Maximum range of an object projected from a height h

[rajathjackson]

Homework Statement

A particle is projected with an initial speed u from a point at a height h from the horizontal plane. Find the equation for maximum range of the particle.

Homework Equations

R=u^2sin2θ/g

H=(usinθ)^2/2g

The Attempt at a Solution

Let me assume the angle of projection to be θ. Then the total range of the particle can be given as:
Rt=u^2sin2θ/g + √(2h/g)*(ucosθ)

For finding the condition for maximum range I will have to differentiate this expression. But, I'm not able to convert this expression in the form of just one variable.Please help.

 

[CAF123]

Let me assume the angle of projection to be θ. Then the total range of the particle can be given as:
Rt=u^2sin2θ/g + √(2h/g)*(ucosθ)

How did you get this? Should there not be a factor of 2 in the denominator of the first term and I think the second term is more complicated.

 

[rajathjackson]

How did you get this?
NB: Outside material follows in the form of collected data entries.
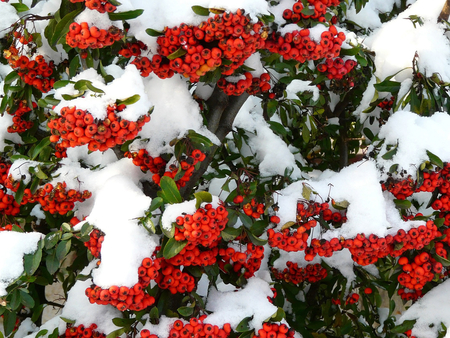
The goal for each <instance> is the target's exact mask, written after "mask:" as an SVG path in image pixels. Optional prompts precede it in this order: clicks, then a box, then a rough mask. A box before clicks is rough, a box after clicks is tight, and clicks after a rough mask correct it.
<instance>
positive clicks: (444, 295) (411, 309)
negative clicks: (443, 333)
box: [398, 280, 450, 338]
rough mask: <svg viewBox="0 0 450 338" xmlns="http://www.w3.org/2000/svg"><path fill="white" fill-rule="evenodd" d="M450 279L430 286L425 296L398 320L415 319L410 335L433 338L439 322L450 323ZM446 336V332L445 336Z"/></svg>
mask: <svg viewBox="0 0 450 338" xmlns="http://www.w3.org/2000/svg"><path fill="white" fill-rule="evenodd" d="M449 301H450V281H449V280H447V281H445V282H443V283H442V284H439V285H438V286H436V287H434V288H432V289H431V290H430V291H428V292H427V293H426V294H425V296H424V297H423V298H421V299H419V300H418V301H417V302H416V303H414V304H413V305H412V306H411V307H410V308H409V309H408V310H406V312H404V313H403V314H402V315H401V316H400V318H399V319H398V322H399V323H401V322H403V321H405V320H413V319H417V321H416V324H415V325H414V328H413V329H412V335H413V336H416V337H421V338H422V337H423V338H435V337H437V336H438V330H440V329H441V323H443V324H444V325H445V326H446V327H449V325H450V320H449V319H450V306H449V304H450V302H449ZM432 324H433V325H432ZM445 337H448V334H447V335H446V336H445Z"/></svg>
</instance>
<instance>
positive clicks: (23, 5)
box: [11, 3, 30, 13]
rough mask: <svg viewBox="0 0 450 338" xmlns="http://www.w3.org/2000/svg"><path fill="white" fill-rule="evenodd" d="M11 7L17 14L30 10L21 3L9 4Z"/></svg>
mask: <svg viewBox="0 0 450 338" xmlns="http://www.w3.org/2000/svg"><path fill="white" fill-rule="evenodd" d="M11 6H13V7H14V8H15V9H16V11H17V13H20V12H26V11H29V10H30V9H29V8H28V6H27V5H25V4H23V3H11Z"/></svg>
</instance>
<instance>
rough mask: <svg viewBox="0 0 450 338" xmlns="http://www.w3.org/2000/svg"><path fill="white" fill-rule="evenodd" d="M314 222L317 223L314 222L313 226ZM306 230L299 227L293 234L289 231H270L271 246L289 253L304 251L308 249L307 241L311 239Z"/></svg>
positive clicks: (312, 220) (287, 230)
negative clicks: (306, 249)
mask: <svg viewBox="0 0 450 338" xmlns="http://www.w3.org/2000/svg"><path fill="white" fill-rule="evenodd" d="M313 222H314V223H315V222H316V221H315V220H312V221H311V225H312V223H313ZM314 226H315V224H314ZM314 226H312V227H314ZM304 229H305V228H304V227H299V228H297V230H296V231H294V232H293V233H292V234H291V232H290V230H289V229H284V230H283V231H282V232H275V230H273V229H269V230H267V236H268V239H269V245H270V246H271V247H272V248H279V249H281V250H284V251H288V252H290V251H303V250H305V249H306V247H307V240H308V237H309V235H308V234H307V233H306V232H305V231H304Z"/></svg>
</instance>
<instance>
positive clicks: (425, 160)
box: [377, 111, 450, 177]
mask: <svg viewBox="0 0 450 338" xmlns="http://www.w3.org/2000/svg"><path fill="white" fill-rule="evenodd" d="M448 128H450V116H449V115H448V114H447V113H440V112H436V113H434V114H433V115H432V116H430V117H426V116H420V115H417V114H414V113H412V112H410V111H397V112H396V113H394V114H393V115H392V116H391V117H390V118H389V120H388V121H387V123H386V124H385V125H384V126H383V127H382V128H381V130H380V133H379V137H380V138H382V139H384V140H385V143H384V145H383V146H382V148H381V152H380V154H384V153H385V152H386V151H387V150H386V146H387V145H391V146H393V145H396V144H397V143H398V147H397V153H396V154H395V155H394V156H393V157H392V159H390V160H384V159H383V158H381V156H379V158H378V159H377V162H378V163H379V164H380V165H381V166H384V168H385V169H387V170H389V168H390V166H391V165H393V164H398V165H399V167H400V168H402V169H404V170H406V171H407V174H409V175H413V177H415V173H416V170H417V168H418V166H420V164H421V163H422V162H424V161H428V160H429V159H428V155H427V150H428V151H429V152H431V153H433V154H435V155H436V156H438V157H439V158H440V159H441V160H442V161H444V162H448V161H450V149H449V147H448V142H449V141H450V135H449V133H448V130H449V129H448ZM419 135H420V137H418V136H419Z"/></svg>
Should there not be a factor of 2 in the denominator of the first term and I think the second term is more complicated.

First term is the range covered in a normal projectile motion and second term is time taken to fall through a height h multiplied by the horizontal velocity.

 

[Saitama]

First term is the range covered in a normal projectile motion and second term is time taken to fall through a height h multiplied by the horizontal velocity.

Define "normal projectile motion".

As for the question, start by finding out the time taken to reach the ground or the horizontal plane.

 

[CAF123]

First term is the range covered in a normal projectile motion and second term is time taken to fall through a height h multiplied by the horizontal velocity.

Apologies, you are correct in the first term, when I did it I put everything into one expression and overlooked that 2. For the second term though, when the body reaches the same height h above the plane again it has some velocity which is easily found by conservation by energy.
In your attempt, I think you took the velocity to be zero.

 

[rajathjackson]

But, only the horizontal component of the velocity would contribute toward range. That's why I took ucosθ instead of u. My aim is to make the expression in terms of just one variable to differentiate the equation and find the maximum value.

 

[CAF123]

But, only the horizontal component of the velocity would contribute toward range. That's why I took ucosθ instead of u.

Yes, but you have that the time taken for the body to fall the distance h is √(2h/g). This assumes the body was just released a height h above the horizontal plane.

My aim is to make the expression in terms of just one variable to differentiate the equation and find the maximum value.

My interpretation is that u and h are known, while θ is the varying parameter. In ths case, you have x= x(θ) and you can find the value of θ that maximises the range.

 

[rajathjackson]

Yeah, now I understand my mistake. Thanks.